The father’s spirit also shows at Lepage. Instead of the classic
equipment, it is now dressed in a white uniform, as a navy officer.
One of the most intense moments from a visual point of view is the
one when an Ophelia (not a very intelligent one) gives birth, she kills her baby
and disappears in the river whirlpool. We can see her first sliding into the
abyss, then we see, ‘from within’ the blue abyss that has swallowed her and
her body swinging in the depths. The cube turns into a sub-aquatic space.
Exploiting the eye metaphor which, in the classic text, is watching
(‘watched scene’), Lepage develops a vigorous spying theme, making
Polonius the first one responsible of it, a ridiculous character, with a gait of
caricaturised detective, provided with audio-video equipment, and an alarm
clock striking the hours when he has to take his medication; the clock, in fact,
will betray his presence in his murdering scene by Hamlet. Ironically, the
sound of an alarm clock will accompany, for quite a few seconds, his death.
The first contact between Hamlet and the actors is consumed before
the old-fashioned, black and white television, a false eulogy to the old-aged
television theatre. The protagonist will contact the troupe on the phone.
The duel scene has been solved using shadows. Lepage’s shadows
need to be discussed separately; they are bright, hologram doubles of the
human being, more than a shadow type, material representations of the soul.
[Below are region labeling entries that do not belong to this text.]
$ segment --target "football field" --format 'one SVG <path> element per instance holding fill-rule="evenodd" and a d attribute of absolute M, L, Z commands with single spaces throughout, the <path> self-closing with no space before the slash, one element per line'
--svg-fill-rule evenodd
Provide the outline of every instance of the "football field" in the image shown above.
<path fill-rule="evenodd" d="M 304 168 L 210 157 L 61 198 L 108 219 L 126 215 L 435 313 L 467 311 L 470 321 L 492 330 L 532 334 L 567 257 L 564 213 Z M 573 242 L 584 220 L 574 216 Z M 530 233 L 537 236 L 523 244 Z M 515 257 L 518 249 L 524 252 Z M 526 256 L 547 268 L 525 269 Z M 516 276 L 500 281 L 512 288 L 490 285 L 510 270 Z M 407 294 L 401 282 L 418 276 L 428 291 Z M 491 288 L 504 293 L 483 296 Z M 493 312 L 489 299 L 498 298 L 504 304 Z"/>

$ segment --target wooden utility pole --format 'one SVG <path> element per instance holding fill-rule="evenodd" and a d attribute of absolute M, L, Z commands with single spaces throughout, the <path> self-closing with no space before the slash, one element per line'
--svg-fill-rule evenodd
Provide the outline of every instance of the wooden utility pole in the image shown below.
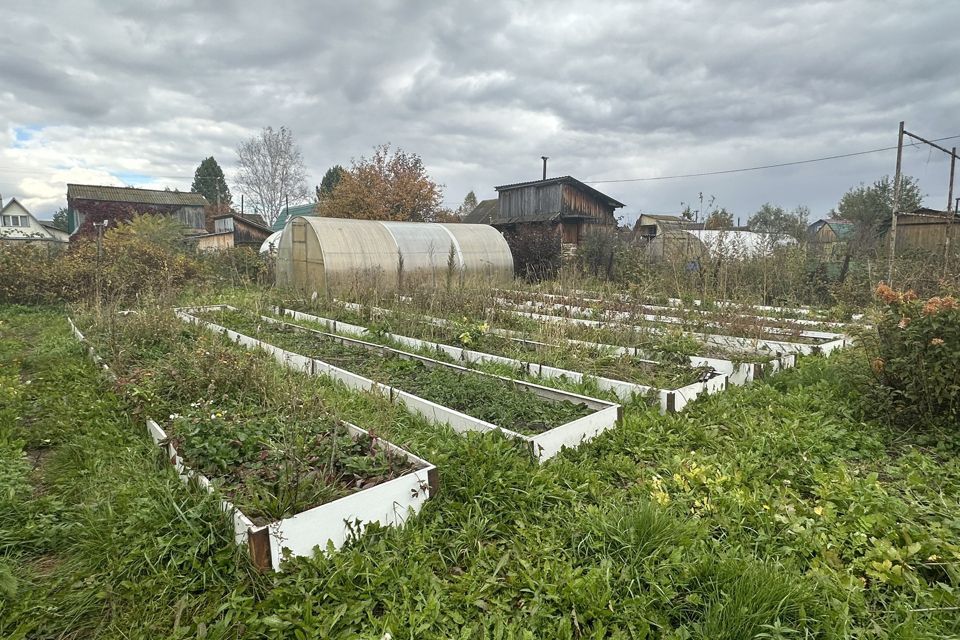
<path fill-rule="evenodd" d="M 893 259 L 897 252 L 897 209 L 900 206 L 900 165 L 903 162 L 903 120 L 897 137 L 897 172 L 893 174 L 893 212 L 890 216 L 890 260 L 887 265 L 887 285 L 893 286 Z"/>
<path fill-rule="evenodd" d="M 953 176 L 957 170 L 957 148 L 950 150 L 950 185 L 947 187 L 947 228 L 943 234 L 943 277 L 947 277 L 950 268 L 950 231 L 957 210 L 953 208 Z"/>
<path fill-rule="evenodd" d="M 890 264 L 887 266 L 887 284 L 891 287 L 893 286 L 893 260 L 896 257 L 897 252 L 897 214 L 900 213 L 900 192 L 901 192 L 901 176 L 900 176 L 900 165 L 903 161 L 903 136 L 909 136 L 916 140 L 917 142 L 922 142 L 926 145 L 943 151 L 945 154 L 950 156 L 950 195 L 947 196 L 947 240 L 946 244 L 949 244 L 949 225 L 953 220 L 953 214 L 950 212 L 950 202 L 953 199 L 953 176 L 954 170 L 956 168 L 957 161 L 957 148 L 954 147 L 951 150 L 944 149 L 935 142 L 931 142 L 926 138 L 921 138 L 915 133 L 910 133 L 909 131 L 903 128 L 903 121 L 900 122 L 900 138 L 897 141 L 897 173 L 893 178 L 893 213 L 890 220 Z M 944 261 L 944 271 L 946 271 L 946 261 Z"/>

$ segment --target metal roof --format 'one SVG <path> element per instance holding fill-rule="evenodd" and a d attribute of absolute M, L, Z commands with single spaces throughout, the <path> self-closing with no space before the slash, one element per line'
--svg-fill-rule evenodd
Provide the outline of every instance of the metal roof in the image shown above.
<path fill-rule="evenodd" d="M 108 187 L 93 184 L 68 184 L 67 197 L 76 200 L 101 200 L 105 202 L 131 202 L 135 204 L 159 204 L 179 207 L 204 207 L 207 199 L 191 191 L 166 191 L 161 189 L 136 189 L 134 187 Z"/>
<path fill-rule="evenodd" d="M 603 193 L 602 191 L 598 191 L 597 189 L 594 189 L 588 184 L 584 184 L 583 182 L 580 182 L 579 180 L 577 180 L 572 176 L 560 176 L 559 178 L 547 178 L 546 180 L 531 180 L 529 182 L 515 182 L 513 184 L 500 185 L 499 187 L 494 187 L 494 189 L 496 189 L 497 191 L 510 191 L 512 189 L 522 189 L 523 187 L 547 186 L 550 184 L 558 184 L 558 183 L 569 184 L 585 193 L 589 193 L 594 198 L 597 198 L 598 200 L 603 200 L 604 202 L 607 203 L 608 206 L 611 206 L 614 209 L 618 209 L 620 207 L 626 206 L 622 202 L 618 200 L 614 200 L 613 198 Z"/>
<path fill-rule="evenodd" d="M 473 208 L 473 211 L 463 216 L 463 221 L 473 224 L 490 224 L 494 220 L 498 220 L 499 217 L 500 200 L 491 198 L 478 202 L 477 206 Z"/>
<path fill-rule="evenodd" d="M 233 218 L 234 220 L 239 220 L 243 224 L 248 224 L 251 227 L 254 227 L 255 229 L 260 229 L 261 231 L 266 231 L 267 233 L 273 233 L 273 229 L 257 221 L 257 218 L 260 218 L 260 220 L 263 220 L 263 218 L 260 217 L 259 215 L 257 215 L 256 218 L 254 218 L 253 216 L 248 216 L 245 214 L 225 213 L 223 215 L 213 217 L 214 220 L 222 220 L 224 218 Z"/>
<path fill-rule="evenodd" d="M 308 202 L 307 204 L 296 204 L 292 207 L 284 207 L 280 210 L 280 215 L 277 216 L 277 219 L 273 221 L 271 229 L 274 231 L 280 231 L 283 229 L 287 220 L 291 218 L 299 218 L 300 216 L 313 216 L 317 214 L 317 203 Z"/>

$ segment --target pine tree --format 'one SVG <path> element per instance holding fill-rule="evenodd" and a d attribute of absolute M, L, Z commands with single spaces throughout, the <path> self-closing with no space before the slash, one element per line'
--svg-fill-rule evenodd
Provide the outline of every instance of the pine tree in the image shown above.
<path fill-rule="evenodd" d="M 223 169 L 213 156 L 205 159 L 197 167 L 190 190 L 202 195 L 212 205 L 216 205 L 218 201 L 221 207 L 229 207 L 233 204 L 233 197 L 223 177 Z"/>
<path fill-rule="evenodd" d="M 323 180 L 320 181 L 320 186 L 317 187 L 317 200 L 333 193 L 333 190 L 340 184 L 340 180 L 343 179 L 344 172 L 346 172 L 346 169 L 338 164 L 327 169 L 327 172 L 323 174 Z"/>

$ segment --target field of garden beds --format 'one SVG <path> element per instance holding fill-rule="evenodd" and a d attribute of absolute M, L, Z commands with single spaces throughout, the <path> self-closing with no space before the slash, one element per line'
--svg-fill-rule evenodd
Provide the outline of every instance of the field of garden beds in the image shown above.
<path fill-rule="evenodd" d="M 583 404 L 541 398 L 501 378 L 428 366 L 396 352 L 339 341 L 330 334 L 265 322 L 249 312 L 218 310 L 197 316 L 521 434 L 542 433 L 591 413 Z"/>
<path fill-rule="evenodd" d="M 235 303 L 251 311 L 206 319 L 390 384 L 450 393 L 436 397 L 470 411 L 495 410 L 486 405 L 515 391 L 484 384 L 474 390 L 484 402 L 460 398 L 415 361 L 252 314 L 281 299 L 238 292 L 179 303 Z M 856 346 L 803 356 L 683 413 L 627 405 L 618 426 L 541 463 L 497 433 L 458 434 L 380 394 L 281 367 L 182 322 L 171 306 L 73 311 L 116 383 L 70 336 L 63 310 L 0 308 L 0 637 L 960 633 L 960 435 L 868 414 L 859 384 L 869 367 Z M 565 340 L 641 344 L 618 327 L 510 318 L 486 301 L 303 308 L 363 325 L 371 340 L 409 335 L 416 320 L 425 339 L 463 346 L 466 333 L 479 341 L 471 346 L 581 371 L 620 354 L 565 353 Z M 431 333 L 428 315 L 451 324 Z M 549 348 L 471 333 L 482 324 Z M 681 375 L 689 358 L 709 355 L 688 336 L 642 344 Z M 613 373 L 639 376 L 646 364 L 623 366 Z M 579 415 L 513 404 L 505 419 L 517 422 Z M 158 460 L 148 416 L 216 494 Z M 401 526 L 368 527 L 279 573 L 254 570 L 233 544 L 222 497 L 266 521 L 410 471 L 372 439 L 348 438 L 343 423 L 435 464 L 435 495 Z"/>

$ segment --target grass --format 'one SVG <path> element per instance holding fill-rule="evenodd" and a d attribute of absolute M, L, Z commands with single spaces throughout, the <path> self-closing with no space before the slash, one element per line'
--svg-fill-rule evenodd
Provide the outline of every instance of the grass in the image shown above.
<path fill-rule="evenodd" d="M 960 434 L 866 417 L 857 353 L 696 411 L 631 408 L 544 465 L 317 379 L 351 421 L 435 462 L 440 492 L 403 528 L 259 576 L 61 313 L 0 319 L 2 637 L 960 635 Z"/>

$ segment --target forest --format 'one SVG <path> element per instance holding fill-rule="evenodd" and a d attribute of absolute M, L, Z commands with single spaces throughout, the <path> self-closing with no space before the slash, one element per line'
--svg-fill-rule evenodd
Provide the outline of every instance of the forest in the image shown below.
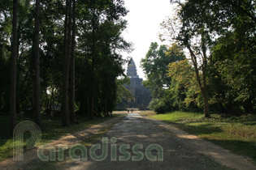
<path fill-rule="evenodd" d="M 171 1 L 176 15 L 162 23 L 141 65 L 158 113 L 175 110 L 227 116 L 256 113 L 255 1 Z"/>
<path fill-rule="evenodd" d="M 158 35 L 171 45 L 152 42 L 141 61 L 149 108 L 255 114 L 254 2 L 171 3 L 176 15 Z M 2 129 L 13 130 L 23 116 L 41 127 L 45 114 L 69 126 L 76 115 L 106 117 L 122 98 L 132 98 L 123 86 L 128 58 L 120 54 L 132 50 L 122 36 L 128 12 L 124 0 L 2 1 Z"/>
<path fill-rule="evenodd" d="M 77 123 L 107 117 L 122 85 L 123 0 L 7 0 L 0 2 L 0 112 L 2 128 L 41 115 Z M 10 114 L 9 114 L 10 113 Z M 10 120 L 10 121 L 9 121 Z"/>

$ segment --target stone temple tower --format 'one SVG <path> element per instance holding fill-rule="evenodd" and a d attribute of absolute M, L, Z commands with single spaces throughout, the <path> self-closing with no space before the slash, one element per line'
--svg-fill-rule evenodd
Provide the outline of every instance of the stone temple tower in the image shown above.
<path fill-rule="evenodd" d="M 139 78 L 139 76 L 137 74 L 137 68 L 132 57 L 131 58 L 128 66 L 127 76 L 129 78 Z"/>
<path fill-rule="evenodd" d="M 118 104 L 118 109 L 126 109 L 127 108 L 138 108 L 146 109 L 151 100 L 151 93 L 148 87 L 142 85 L 142 79 L 139 78 L 137 68 L 132 58 L 128 62 L 127 76 L 130 79 L 130 85 L 124 85 L 133 95 L 135 100 L 128 102 L 123 100 Z"/>

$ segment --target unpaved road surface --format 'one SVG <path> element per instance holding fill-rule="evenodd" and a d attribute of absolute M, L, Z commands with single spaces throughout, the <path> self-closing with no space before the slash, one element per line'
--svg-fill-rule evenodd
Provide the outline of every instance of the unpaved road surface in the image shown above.
<path fill-rule="evenodd" d="M 59 169 L 229 169 L 210 157 L 198 153 L 186 143 L 187 140 L 178 138 L 167 130 L 161 128 L 155 121 L 142 118 L 138 113 L 128 114 L 115 124 L 104 137 L 109 139 L 108 156 L 105 160 L 94 161 L 89 158 L 85 162 L 72 161 L 62 164 Z M 113 137 L 117 138 L 116 142 L 110 142 Z M 117 145 L 116 160 L 111 160 L 111 146 L 113 143 Z M 120 161 L 119 156 L 123 155 L 119 150 L 124 144 L 130 146 L 130 149 L 127 149 L 127 151 L 131 154 L 131 158 L 128 160 Z M 139 151 L 143 153 L 144 157 L 141 160 L 132 161 L 132 156 L 137 155 L 132 151 L 132 147 L 136 144 L 143 145 L 143 148 Z M 151 144 L 158 144 L 163 147 L 163 161 L 151 161 L 145 156 L 145 148 Z M 101 155 L 101 151 L 98 154 Z M 152 150 L 150 154 L 158 155 L 158 151 Z"/>
<path fill-rule="evenodd" d="M 107 139 L 106 145 L 107 146 L 107 151 L 105 152 L 106 154 L 105 155 L 106 157 L 100 161 L 96 161 L 93 156 L 91 155 L 89 151 L 92 147 L 87 147 L 87 160 L 72 160 L 70 155 L 66 154 L 63 161 L 42 162 L 38 158 L 23 163 L 16 162 L 15 164 L 12 164 L 11 161 L 6 161 L 6 165 L 10 164 L 10 166 L 6 166 L 5 168 L 7 168 L 4 169 L 18 169 L 16 168 L 17 167 L 20 169 L 47 170 L 256 169 L 256 167 L 243 156 L 232 154 L 228 151 L 223 150 L 209 142 L 203 141 L 170 125 L 141 117 L 138 113 L 129 113 L 124 117 L 115 120 L 106 121 L 101 125 L 93 126 L 89 130 L 80 131 L 76 135 L 70 135 L 67 136 L 68 138 L 63 137 L 65 140 L 57 140 L 52 142 L 54 146 L 59 142 L 65 144 L 67 142 L 67 141 L 71 142 L 72 144 L 79 144 L 83 138 L 84 141 L 85 138 L 86 140 L 86 133 L 90 129 L 93 130 L 90 133 L 93 133 L 98 131 L 100 127 L 106 126 L 115 121 L 112 128 L 106 134 L 103 134 L 105 139 Z M 71 138 L 72 140 L 67 140 L 67 138 Z M 111 141 L 111 139 L 115 138 L 116 141 Z M 102 148 L 96 150 L 96 155 L 101 155 L 103 147 L 102 141 L 98 142 L 98 144 Z M 133 147 L 138 145 L 141 147 L 137 148 L 139 152 L 136 152 Z M 157 146 L 158 149 L 160 148 L 160 151 L 158 151 L 156 149 L 147 150 L 149 146 L 152 145 Z M 125 148 L 125 153 L 122 153 L 124 148 Z M 163 148 L 163 151 L 161 151 L 161 148 Z M 80 155 L 80 152 L 78 151 L 76 154 Z M 115 154 L 116 155 L 115 156 Z M 125 157 L 126 159 L 121 160 L 122 158 L 124 158 L 124 155 L 125 154 L 127 155 Z M 29 155 L 29 153 L 27 153 L 27 155 Z M 140 159 L 132 159 L 132 158 L 137 158 L 138 155 L 141 155 Z M 31 155 L 28 158 L 37 157 L 36 155 Z M 156 159 L 156 160 L 152 161 L 153 159 L 150 159 L 152 158 Z"/>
The difference between Hamlet’s real level and the imaginary level,
the one the fantasmatic characters take shape from, has been frequently
emphasized by changes in the voices, slight alteration of some verbal
fragments.
The end, somehow hastened, shows us Hamlet in the hypostasis from
the beginning, wearing a straightjacket, facing the wall in Beckett’s manner
and reminding us the ‘rest is silence’.